Developers are returning to the market, but building a handful of homes at a time.

“One thing about our developer and our builders is they’re very strong financially, and we’re not operating on any borrowed money,” said John Schwartz, sales manager for Main & Main Realty, which markets the 604-acre Mundy Mill.

Sterling on the Lake in Flowery Branch also is moving along with new construction, although it has changed its master plan. The developer, Newland Communities, moved to reduce the homes’ minimum size from 1,400-1,500 square feet to 1,300 square feet and allow for single-story homes, drawing protests from some residents.

Patrick Clark, Newland vice president and general manager, told the Flowery Branch City Council at the time that Newland didn’t “want to lose the buyers right now that we’re seeing ... in good numbers that are asking for a single-story home in (a $150,000 to $180,000) price range.”

Stagnant in the early recession days, retail growth has boomed recently, particularly in Gainesville.

A $20 million-plus renovation of aging Lakeshore Mall off Pearl Nix Parkway by the owner, Garrison Investment Group, is planned.

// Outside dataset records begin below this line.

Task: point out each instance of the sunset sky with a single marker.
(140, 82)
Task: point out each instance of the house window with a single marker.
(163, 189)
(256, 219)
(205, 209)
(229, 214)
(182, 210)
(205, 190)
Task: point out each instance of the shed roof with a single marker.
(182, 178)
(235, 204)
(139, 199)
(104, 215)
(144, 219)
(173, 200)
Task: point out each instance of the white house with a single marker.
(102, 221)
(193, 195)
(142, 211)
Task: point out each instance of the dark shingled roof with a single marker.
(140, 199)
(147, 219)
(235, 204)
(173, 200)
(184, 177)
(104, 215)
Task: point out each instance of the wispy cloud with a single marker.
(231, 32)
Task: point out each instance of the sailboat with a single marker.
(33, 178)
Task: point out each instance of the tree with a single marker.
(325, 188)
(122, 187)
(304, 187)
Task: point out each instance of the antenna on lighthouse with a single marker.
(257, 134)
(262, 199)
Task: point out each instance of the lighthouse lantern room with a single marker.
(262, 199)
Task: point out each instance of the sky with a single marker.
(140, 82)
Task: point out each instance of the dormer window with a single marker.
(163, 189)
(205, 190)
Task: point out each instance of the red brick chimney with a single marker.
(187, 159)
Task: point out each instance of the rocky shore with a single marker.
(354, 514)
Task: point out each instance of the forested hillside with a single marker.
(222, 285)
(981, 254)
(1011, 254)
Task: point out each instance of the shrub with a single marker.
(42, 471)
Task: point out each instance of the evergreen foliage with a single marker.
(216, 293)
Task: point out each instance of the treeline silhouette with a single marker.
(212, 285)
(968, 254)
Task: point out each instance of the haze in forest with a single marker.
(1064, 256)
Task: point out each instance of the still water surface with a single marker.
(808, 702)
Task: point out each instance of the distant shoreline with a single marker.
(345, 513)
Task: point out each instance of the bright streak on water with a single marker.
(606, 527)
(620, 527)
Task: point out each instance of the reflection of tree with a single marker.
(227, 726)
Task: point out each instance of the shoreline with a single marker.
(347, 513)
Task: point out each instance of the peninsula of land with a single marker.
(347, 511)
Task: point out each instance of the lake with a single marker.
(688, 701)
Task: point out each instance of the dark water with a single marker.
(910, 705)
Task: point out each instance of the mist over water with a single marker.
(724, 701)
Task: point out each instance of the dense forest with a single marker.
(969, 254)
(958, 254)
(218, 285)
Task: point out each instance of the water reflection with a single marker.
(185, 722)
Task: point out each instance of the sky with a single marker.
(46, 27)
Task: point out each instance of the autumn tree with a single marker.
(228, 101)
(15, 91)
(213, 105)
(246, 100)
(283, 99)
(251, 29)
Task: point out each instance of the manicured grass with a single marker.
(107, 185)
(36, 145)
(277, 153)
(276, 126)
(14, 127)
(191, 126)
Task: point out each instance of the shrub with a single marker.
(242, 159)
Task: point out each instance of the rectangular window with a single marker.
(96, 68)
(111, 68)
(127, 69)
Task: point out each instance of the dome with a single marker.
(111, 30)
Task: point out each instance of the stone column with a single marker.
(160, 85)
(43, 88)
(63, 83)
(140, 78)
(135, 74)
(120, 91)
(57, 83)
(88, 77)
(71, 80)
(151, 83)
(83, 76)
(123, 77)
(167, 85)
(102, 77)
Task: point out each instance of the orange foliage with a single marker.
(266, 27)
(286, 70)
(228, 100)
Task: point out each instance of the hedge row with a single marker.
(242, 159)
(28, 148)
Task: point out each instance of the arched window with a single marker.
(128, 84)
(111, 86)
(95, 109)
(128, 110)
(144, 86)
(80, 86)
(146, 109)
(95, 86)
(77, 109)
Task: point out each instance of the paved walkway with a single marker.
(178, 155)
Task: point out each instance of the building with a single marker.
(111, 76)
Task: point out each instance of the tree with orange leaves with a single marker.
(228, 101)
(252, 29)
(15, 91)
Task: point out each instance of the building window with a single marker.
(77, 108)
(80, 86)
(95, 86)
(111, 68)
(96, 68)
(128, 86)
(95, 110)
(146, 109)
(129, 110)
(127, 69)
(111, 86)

Dick’s Sporting Goods has signed on as a new anchor tenant and plans call for the demolition and reconstruction of the J.C. Penney store.

Construction also has started on the New Holland Market shopping center off Limestone and Jesse Jewell parkways.

Plans include 400,000 square feet of commercial space, 200,000 square feet of nearby office space and about 300 multifamily residential units. A Kroger grocery store will anchor the 68-acre development.

Restaurant growth has taken place in the past year or so on Dawsonville Highway near Beechwood Boulevard and a rezoning has taken place to open up parcels for future retail use, as well.

After Stonebridge Village opened in 2008 in Flowery Branch, large-scale retail growth has floundered somewhat in South Hall.

Walmart Supercenter opened in Oakwood, along with a now-bustling strip shopping center off Mundy Mill Road. Sam’s Club relocated from a store on Frontage Road.

Just this week, Oakwood City Council approved the rezoning a 20.6-acre commercial site between Interstate 985 and Atlanta Highway near Exit 17 from planned commercial development to commercial at a meeting Monday evening.

Milton Martin Toyota is planning to move there from Browns Bridge Road in Gainesville.